Ayant décrit auparavant tout l'intérêt que je porte à Olivier Norek, j'ai tenté ce Jonquet, clairement de la même école, mais prédécesseur du premier dans ce style de polar ultra-réaliste à la française.
Là ou Norek s'attache avant tout au quotidien de flic, Jonquet lie les membres de la société dans son ensemble, avec un engagement de gauche très marqué sur le fond.
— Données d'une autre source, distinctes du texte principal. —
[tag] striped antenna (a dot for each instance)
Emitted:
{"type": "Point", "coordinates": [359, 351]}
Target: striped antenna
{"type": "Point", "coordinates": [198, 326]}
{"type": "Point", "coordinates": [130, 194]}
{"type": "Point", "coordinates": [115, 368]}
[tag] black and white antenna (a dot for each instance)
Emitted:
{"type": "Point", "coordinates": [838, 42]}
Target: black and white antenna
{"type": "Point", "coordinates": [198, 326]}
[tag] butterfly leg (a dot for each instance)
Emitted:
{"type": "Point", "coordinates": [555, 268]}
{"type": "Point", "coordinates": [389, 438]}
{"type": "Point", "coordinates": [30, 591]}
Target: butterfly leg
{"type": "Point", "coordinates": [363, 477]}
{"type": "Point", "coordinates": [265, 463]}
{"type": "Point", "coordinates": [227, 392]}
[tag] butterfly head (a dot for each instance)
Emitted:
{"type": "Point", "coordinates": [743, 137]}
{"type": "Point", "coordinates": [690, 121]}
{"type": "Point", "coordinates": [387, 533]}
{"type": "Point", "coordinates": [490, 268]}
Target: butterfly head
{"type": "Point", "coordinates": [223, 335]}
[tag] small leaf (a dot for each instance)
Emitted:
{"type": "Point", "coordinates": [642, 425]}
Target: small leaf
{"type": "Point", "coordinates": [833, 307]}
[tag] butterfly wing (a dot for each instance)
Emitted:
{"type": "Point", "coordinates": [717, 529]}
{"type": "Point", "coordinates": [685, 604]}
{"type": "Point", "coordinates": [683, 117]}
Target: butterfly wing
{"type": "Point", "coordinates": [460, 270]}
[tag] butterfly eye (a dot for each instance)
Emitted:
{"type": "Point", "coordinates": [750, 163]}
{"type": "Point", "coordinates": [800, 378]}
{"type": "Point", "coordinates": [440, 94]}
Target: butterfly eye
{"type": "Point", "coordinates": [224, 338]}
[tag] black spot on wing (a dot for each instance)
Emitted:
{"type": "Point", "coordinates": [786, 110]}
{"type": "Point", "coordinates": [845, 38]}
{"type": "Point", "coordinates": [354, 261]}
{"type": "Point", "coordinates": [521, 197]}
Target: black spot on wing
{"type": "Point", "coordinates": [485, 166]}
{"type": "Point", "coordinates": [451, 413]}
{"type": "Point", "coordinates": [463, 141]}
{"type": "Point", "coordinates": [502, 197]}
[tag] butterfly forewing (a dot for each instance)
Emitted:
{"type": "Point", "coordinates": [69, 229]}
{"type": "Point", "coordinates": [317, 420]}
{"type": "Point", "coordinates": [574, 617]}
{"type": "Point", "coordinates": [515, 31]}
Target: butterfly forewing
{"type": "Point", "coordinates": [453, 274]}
Nous sommes en banlieue, dans une ville "imaginaire" du 9-3. Marchands de drogue/dealers, de femmes/proxénètes, de soupe/politiques, de savoir/profs, de règles/flics, de doctrine/salafistes, c'est avec cette france que vit Lakdar, jeune homme doué rêvant dessin, entre un père alcoolique non violent très permissif, et un quartier ou l'intégrisme s'invite à tous les étages.
Victime d'une erreur médicale lui empêchant tout l'avenir dont il rêve, entre bd, peinture, arts graphiques, il bascule...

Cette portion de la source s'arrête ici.